JAKARTA | Sentrapos.co.id – Menteri Agama (Menag) RI Nasaruddin Umar angkat bicara terkait sorotan publik mengenai penggunaan Anggaran Pendapatan dan Belanja Negara (APBN) untuk pengadaan sapi kurban Presiden Prabowo Subianto pada Idul Adha 2026.
Dalam keterangannya di Masjid Istiqlal, Jakarta Pusat, Kamis (28/5/2026), Nasaruddin menegaskan bahwa esensi kurban bukan hanya diperuntukkan bagi umat Islam, melainkan juga untuk membantu siapa saja yang membutuhkan makanan.
“Kurban itu bukan hanya untuk umat Islam, tapi untuk siapa pun yang kelaparan dan membutuhkan,” ujar Nasaruddin Umar.
Menurutnya, nilai utama dari ibadah kurban adalah kepedulian sosial dan semangat berbagi kepada masyarakat tanpa memandang latar belakang agama.
Menag Kutip Hadis Nabi soal Kepedulian Sosial
Dalam sambutannya, Nasaruddin juga mengutip hadis Nabi Muhammad SAW yang mengajarkan pentingnya membantu orang yang kelaparan, termasuk kepada mereka yang berbeda keyakinan.
“Rasulullah mengajarkan tidak boleh ada orang kelaparan, apa pun agamanya,” kata Nasaruddin.
Ia menjelaskan, semangat Idul Adha memiliki makna serupa dengan zakat fitrah saat Idul Fitri, yakni memastikan masyarakat dapat menikmati makanan yang layak pada hari raya.
Jika zakat fitrah berfokus pada kebutuhan karbohidrat, maka kurban Idul Adha diarahkan untuk pemenuhan protein hewani bagi masyarakat.
“Diharapkan pada bulan kurban ini tidak ada masyarakat yang tidak mengonsumsi daging,” tegas Menag.
1.098 Ekor Sapi Kurban Presiden Disalurkan ke Seluruh Indonesia
Sebelumnya diketahui Presiden Prabowo Subianto menyalurkan sebanyak 1.098 ekor sapi kurban ke berbagai daerah di Indonesia pada Idul Adha 2026.
Rinciannya, sebanyak 598 ekor sapi disalurkan ke daerah-daerah, sementara 500 ekor lainnya diberikan kepada lembaga pendidikan, pondok pesantren, hingga tokoh masyarakat.
Program tersebut menggunakan anggaran sekitar Rp100 miliar yang berasal dari APBN melalui skema Bantuan Kemasyarakatan Presiden (Banpres).
Wakil Menteri Sekretaris Negara, Juri Ardiantoro, menegaskan bantuan sapi kurban Presiden bertujuan membantu masyarakat agar bisa merayakan Idul Adha secara bersama-sama.
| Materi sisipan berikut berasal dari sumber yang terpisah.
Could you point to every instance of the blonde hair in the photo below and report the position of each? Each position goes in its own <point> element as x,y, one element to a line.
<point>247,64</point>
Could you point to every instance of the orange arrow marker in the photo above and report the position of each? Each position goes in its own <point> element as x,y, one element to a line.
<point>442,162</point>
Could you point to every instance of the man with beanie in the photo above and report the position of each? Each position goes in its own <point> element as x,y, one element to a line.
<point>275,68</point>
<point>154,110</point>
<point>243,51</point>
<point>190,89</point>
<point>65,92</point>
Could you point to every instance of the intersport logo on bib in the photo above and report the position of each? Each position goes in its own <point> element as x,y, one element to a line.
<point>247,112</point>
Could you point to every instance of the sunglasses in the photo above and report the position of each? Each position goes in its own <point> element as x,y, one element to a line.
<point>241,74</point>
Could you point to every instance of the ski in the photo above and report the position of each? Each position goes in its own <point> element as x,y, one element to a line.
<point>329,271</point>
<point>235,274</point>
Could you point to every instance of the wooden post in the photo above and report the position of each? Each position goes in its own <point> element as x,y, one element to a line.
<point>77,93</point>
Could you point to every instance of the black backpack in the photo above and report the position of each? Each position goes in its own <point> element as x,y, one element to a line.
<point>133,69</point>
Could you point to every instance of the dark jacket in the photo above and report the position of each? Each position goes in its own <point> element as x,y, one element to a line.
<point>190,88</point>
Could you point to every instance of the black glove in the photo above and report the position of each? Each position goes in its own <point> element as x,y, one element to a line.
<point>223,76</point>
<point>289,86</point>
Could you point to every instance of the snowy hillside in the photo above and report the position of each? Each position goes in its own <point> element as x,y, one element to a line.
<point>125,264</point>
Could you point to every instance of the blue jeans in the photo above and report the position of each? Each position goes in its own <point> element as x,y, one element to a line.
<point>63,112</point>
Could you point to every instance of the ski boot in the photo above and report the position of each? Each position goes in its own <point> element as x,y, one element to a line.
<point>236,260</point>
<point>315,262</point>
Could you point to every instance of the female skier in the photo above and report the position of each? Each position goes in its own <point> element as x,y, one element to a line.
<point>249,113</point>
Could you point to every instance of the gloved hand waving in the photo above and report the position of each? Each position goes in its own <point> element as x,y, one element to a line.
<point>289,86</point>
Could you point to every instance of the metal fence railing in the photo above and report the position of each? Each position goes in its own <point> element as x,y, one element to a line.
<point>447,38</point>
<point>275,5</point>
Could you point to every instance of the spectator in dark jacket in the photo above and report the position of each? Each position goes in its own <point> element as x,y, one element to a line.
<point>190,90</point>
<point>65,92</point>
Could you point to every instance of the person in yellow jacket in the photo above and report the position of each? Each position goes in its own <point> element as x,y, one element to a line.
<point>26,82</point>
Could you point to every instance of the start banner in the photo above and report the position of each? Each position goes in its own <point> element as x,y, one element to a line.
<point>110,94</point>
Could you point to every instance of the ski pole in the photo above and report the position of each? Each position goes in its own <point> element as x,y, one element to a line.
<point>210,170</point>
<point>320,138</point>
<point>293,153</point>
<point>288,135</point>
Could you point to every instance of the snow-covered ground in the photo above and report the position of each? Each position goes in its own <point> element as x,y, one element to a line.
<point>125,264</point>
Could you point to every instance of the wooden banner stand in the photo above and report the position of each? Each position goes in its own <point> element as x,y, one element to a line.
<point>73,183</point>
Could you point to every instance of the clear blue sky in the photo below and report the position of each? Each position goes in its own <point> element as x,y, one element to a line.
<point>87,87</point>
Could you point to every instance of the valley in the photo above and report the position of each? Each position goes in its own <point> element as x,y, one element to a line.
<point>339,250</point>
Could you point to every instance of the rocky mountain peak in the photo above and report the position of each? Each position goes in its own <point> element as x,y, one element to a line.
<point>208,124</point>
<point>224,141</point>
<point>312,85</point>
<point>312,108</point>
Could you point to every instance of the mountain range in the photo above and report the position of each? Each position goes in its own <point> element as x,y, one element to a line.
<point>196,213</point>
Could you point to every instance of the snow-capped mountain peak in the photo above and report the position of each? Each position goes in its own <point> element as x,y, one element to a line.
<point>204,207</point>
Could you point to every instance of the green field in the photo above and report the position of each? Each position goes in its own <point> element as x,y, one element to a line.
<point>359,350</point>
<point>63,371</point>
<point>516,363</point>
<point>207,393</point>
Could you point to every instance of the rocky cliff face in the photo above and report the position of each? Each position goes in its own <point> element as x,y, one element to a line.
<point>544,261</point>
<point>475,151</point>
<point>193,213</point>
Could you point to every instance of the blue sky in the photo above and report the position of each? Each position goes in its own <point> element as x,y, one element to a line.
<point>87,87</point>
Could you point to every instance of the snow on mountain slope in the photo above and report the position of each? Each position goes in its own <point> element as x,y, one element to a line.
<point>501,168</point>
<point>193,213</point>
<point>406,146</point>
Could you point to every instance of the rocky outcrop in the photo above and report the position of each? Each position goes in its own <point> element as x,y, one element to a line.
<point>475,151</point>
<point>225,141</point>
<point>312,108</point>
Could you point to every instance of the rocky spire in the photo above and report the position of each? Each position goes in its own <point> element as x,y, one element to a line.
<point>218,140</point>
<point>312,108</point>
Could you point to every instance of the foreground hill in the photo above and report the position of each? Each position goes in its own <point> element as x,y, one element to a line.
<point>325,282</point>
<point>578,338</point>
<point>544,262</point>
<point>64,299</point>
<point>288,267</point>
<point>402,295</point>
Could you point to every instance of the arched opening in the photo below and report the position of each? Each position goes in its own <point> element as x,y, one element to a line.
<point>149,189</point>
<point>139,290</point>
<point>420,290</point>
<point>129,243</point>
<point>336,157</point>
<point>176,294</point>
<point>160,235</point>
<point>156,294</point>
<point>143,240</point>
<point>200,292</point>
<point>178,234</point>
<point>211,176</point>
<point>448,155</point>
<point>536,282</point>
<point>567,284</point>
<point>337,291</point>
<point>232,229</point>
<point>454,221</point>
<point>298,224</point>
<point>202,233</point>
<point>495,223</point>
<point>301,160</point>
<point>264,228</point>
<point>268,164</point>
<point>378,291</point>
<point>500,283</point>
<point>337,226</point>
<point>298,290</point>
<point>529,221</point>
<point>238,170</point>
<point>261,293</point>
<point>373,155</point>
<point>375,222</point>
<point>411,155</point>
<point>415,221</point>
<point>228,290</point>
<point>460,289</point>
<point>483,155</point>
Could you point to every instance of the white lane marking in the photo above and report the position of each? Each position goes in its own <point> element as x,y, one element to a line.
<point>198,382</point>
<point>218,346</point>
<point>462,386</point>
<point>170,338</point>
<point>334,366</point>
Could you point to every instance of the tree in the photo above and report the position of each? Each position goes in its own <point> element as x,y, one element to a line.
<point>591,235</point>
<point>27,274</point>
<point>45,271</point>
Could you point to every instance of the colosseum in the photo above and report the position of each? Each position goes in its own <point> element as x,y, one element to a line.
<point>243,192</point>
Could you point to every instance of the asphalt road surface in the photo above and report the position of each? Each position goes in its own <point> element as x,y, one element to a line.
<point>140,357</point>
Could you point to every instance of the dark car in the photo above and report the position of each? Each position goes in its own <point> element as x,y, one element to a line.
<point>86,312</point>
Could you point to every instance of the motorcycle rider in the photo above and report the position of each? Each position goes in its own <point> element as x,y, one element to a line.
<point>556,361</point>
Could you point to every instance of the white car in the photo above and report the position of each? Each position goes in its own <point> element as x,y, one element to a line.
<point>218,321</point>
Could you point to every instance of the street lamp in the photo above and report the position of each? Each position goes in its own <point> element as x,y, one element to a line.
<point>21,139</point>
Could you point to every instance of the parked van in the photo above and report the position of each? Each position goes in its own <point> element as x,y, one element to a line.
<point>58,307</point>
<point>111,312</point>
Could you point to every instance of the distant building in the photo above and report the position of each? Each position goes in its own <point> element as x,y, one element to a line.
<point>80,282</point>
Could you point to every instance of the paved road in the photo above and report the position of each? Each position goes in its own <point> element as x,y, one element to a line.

“Tujuannya agar masyarakat yang membutuhkan dapat merasakan dan menikmati pembagian hewan kurban,” ujar Juri Ardiantoro.
Program bantuan sapi kurban Presiden sendiri telah berjalan dalam beberapa periode pemerintahan dan menjadi bagian dari bantuan sosial kemasyarakatan.
Daging hasil kurban tersebut nantinya akan dibagikan kepada masyarakat kurang mampu di berbagai wilayah Indonesia.
(*)
Poin Utama Berita
- Menag Nasaruddin Umar membela penggunaan APBN untuk sapi kurban Presiden.
- Kurban disebut untuk membantu semua masyarakat yang membutuhkan.
- Menag menegaskan tidak boleh ada warga kelaparan saat Idul Adha.
- Presiden Prabowo menyalurkan 1.098 ekor sapi kurban.
- Total anggaran sapi kurban mencapai Rp100 miliar dari APBN.
- Daging kurban akan dibagikan kepada masyarakat kurang mampu.
- Program sapi kurban Presiden merupakan bagian bantuan kemasyarakatan.
- Menag mengaitkan makna kurban dengan kepedulian sosial lintas agama.